A new white paper from PwC, sponsored by AMAFORES, La Asociación Mexicana de Administradoras de Fondos para el Retiro (The Mexican Association of Retirement Fund Administrators) , looks at the best practices for the pension fund industry in the wake of the global financial crisis of less than a decade ago.
The paper offers three Big Points:
- Asset allocation strategies have become increasingly important since the crisis, so that one has to re-examine even such an old chestnut of an idea as diversification;
- The balance of in-house management on the one hand and outsourced management functions on the other is important to performance monitoring and cost control; and
- Watch those governance structures! They either “ensure sound processes and organization,” or they fail to do so.
The graph below illustrates the strong asset growth of the global pension fund industry, as measured in trillions of US dollars, both recorded and projected.
Source: PwC Market Research Center, 2016, adapted from Fig. 1, “Global Pension Funds: Best practices in the pension funds investment process.”
Selling the Bonds, Then What?
As to asset allocation: global pension funds have long invested heavily in fixed income instruments. But this is changing.
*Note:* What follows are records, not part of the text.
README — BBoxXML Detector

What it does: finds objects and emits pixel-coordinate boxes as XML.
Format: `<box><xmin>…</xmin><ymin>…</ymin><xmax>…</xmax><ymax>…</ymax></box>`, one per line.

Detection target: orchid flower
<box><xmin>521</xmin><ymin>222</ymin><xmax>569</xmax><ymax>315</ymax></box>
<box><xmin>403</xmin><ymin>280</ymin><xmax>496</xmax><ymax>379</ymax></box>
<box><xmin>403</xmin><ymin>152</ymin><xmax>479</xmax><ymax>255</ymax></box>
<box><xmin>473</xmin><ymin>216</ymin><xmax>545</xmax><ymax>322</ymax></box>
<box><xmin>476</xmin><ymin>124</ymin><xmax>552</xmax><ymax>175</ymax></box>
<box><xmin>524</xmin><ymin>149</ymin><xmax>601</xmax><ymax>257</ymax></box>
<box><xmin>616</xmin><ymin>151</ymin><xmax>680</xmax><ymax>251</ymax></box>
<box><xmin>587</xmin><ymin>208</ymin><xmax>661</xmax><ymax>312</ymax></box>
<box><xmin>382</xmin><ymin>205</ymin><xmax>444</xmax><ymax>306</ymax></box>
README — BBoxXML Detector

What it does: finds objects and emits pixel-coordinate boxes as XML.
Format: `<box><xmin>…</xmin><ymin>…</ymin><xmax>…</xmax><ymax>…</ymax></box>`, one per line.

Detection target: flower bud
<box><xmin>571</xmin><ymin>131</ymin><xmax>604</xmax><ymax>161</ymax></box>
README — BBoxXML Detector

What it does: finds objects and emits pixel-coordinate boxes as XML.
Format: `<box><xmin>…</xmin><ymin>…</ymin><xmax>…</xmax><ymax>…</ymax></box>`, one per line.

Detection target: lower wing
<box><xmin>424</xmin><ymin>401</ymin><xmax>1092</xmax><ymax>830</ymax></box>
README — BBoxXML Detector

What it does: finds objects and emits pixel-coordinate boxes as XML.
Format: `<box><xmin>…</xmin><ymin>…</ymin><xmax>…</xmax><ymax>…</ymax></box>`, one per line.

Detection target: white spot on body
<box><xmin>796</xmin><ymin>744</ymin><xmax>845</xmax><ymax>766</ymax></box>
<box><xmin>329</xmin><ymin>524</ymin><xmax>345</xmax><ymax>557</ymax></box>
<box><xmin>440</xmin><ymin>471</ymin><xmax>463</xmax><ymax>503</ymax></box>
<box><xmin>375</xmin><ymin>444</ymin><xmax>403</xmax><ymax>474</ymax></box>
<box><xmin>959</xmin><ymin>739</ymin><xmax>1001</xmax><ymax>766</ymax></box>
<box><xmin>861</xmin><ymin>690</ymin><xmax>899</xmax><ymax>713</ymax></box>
The state pension funds in the United States, for example, invested 90% of their assets in fixed income or held it as cash back in 1952. Forty years later that figure had dropped to 47%. Twenty years after that (so in 2012) it had dropped further, to 27%. An acceleration of this shift has been rendered necessary by decreases in the sovereign bond yields in the U.S., in the Eurozone, in the U.K., and in Japan since the crisis.
For example, in 1992, the 30 year Treasury rates wavered around 7.7%. CalPERS, which needed an 8.8% rate of return, could put a good deal of its assets into Treasuries, knowing it only had to beat those instruments overall by 1.1%. But by 2012, Treasury rates had dropped to 2.9%. Even though CalPERS lowered its return assumption to 7.5%, it still had to beat the Treasury rate by 4.6%.
The shift away from debt instruments has to a great extent been, as one might have expected, in favor of equity. But it has also, especially post-crisis, been a shift in favor of alternatives. PwC understands “alternatives” to include hedge funds, as well as infrastructure, real estate, and private equity funds. Understanding the word in this sense, one can say that state pension funds more than doubled their alternatives’ exposure between 2006 and 2012. Alternatives went from being 11% of those portfolios to 23%.
Alternative investments are of course more volatile than traditional investments. But they can lower a portfolio’s overall volatility by the magic of low correlation: by zigging when other assets zag.
Insourcing portfolio management
Let’s look to the second of the three Big Points mentioned above. A Canadian participant in a survey run in connection with this white paper spoke of his “desire to bring more decision making in house – mainly due to value for money and potential misalignment with overall strategy.”
PwC cautions, though, that in Canada or elsewhere the advantages of such a change should not lead to euphoria. All pension funds that make a decision to decrease the extent of their outsourcing “should be very clear about what they will gain and lose from doing so – insourcing in today’s dynamic investing environment requires highly specialized talent.”
A sound governance structure
The third of the Big Points covered in the white paper involves proper governance, which translates as “much stricter rules on transparency, structure, monitoring and supervision” than those that obtained for your fathers’ pension fund.
Many alternative investments have no daily pricing. “The common practice,” the white paper says, “is to have quarterly valuations on those asset classes.”
The white paper also gives some attention to the way the boards of funds on the one hand and the investment committees on the other hand share responsibility. It observes for example that in the Finnish pension fund Varma, the investment plan has to be confirmed by the board each year.
In general, governance structures have to be such as to “hinder conflicts of interest on the one hand” while easing “red tape associated with investing” on the other. Balance is the key.